Johannesburg - Walmart’s South African unit Massmart Holdings [JSE:MSM]
posted a 6.1% rise in full-year profit, falling well short
of expectations as weak selling prices and rising costs weighed.
The nation’s third-largest retailer by market value said
diluted headline earnings per share were 619 cents in the year to end-June,
well-below a 656 cents in Reuters poll of 13 analysts.
Stripping out costs related to Walmart’s $2.4bn takeover of
a 51% stake in Massmart, headline EPS increased 30.3 cents.
Consumer spending is improving in Africa’s biggest economy
due to decades-low interest rates and above-inflation wage hikes, but the
outlook is uncertain due to high debt levels and chronic unemployment.
South African retail sales jumped 8.3% year-on-year May,
official data showed, beating the 4.7% growth economists had expected.
But Massmart has failed to fully capitalise on improving consumer spending as it spends a chunk of its cash expanding into food retail to take on established players such Shoprite Holdings [JSE:SHP] and Pick 'n Pay Stores [JSE:PIK] .

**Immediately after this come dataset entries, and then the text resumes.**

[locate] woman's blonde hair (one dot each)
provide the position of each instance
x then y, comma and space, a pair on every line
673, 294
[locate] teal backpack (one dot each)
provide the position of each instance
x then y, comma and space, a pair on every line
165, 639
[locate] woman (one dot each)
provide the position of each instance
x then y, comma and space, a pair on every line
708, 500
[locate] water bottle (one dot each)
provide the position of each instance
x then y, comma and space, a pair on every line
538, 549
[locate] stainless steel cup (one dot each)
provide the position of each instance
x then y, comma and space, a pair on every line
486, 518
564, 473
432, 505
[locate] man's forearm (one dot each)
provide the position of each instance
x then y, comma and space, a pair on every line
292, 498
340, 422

The company was also hit by weak selling prices, which
averaged 1.8%, and above-average increase in the prices of electricity.

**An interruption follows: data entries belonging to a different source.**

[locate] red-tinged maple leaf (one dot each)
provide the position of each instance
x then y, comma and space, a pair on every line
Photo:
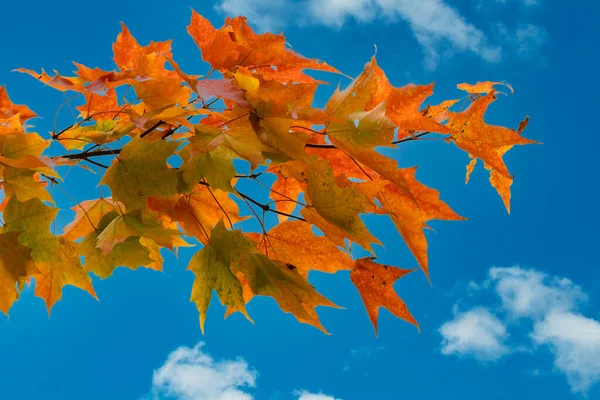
375, 283
8, 108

Massmart said sales rose 15.6% to R53bn.
Rival Shoprite also missed forecasts with a 20% rise to 607
cents in full-year profit on Tuesday, as nagging unemployment and rising debt
levels put pressure on consumer spending.
Shares in Massmart are little changed so far this year, underperforming a 10% rise in the JSE Top 40 - (Tradeable) [JSE:J200] index.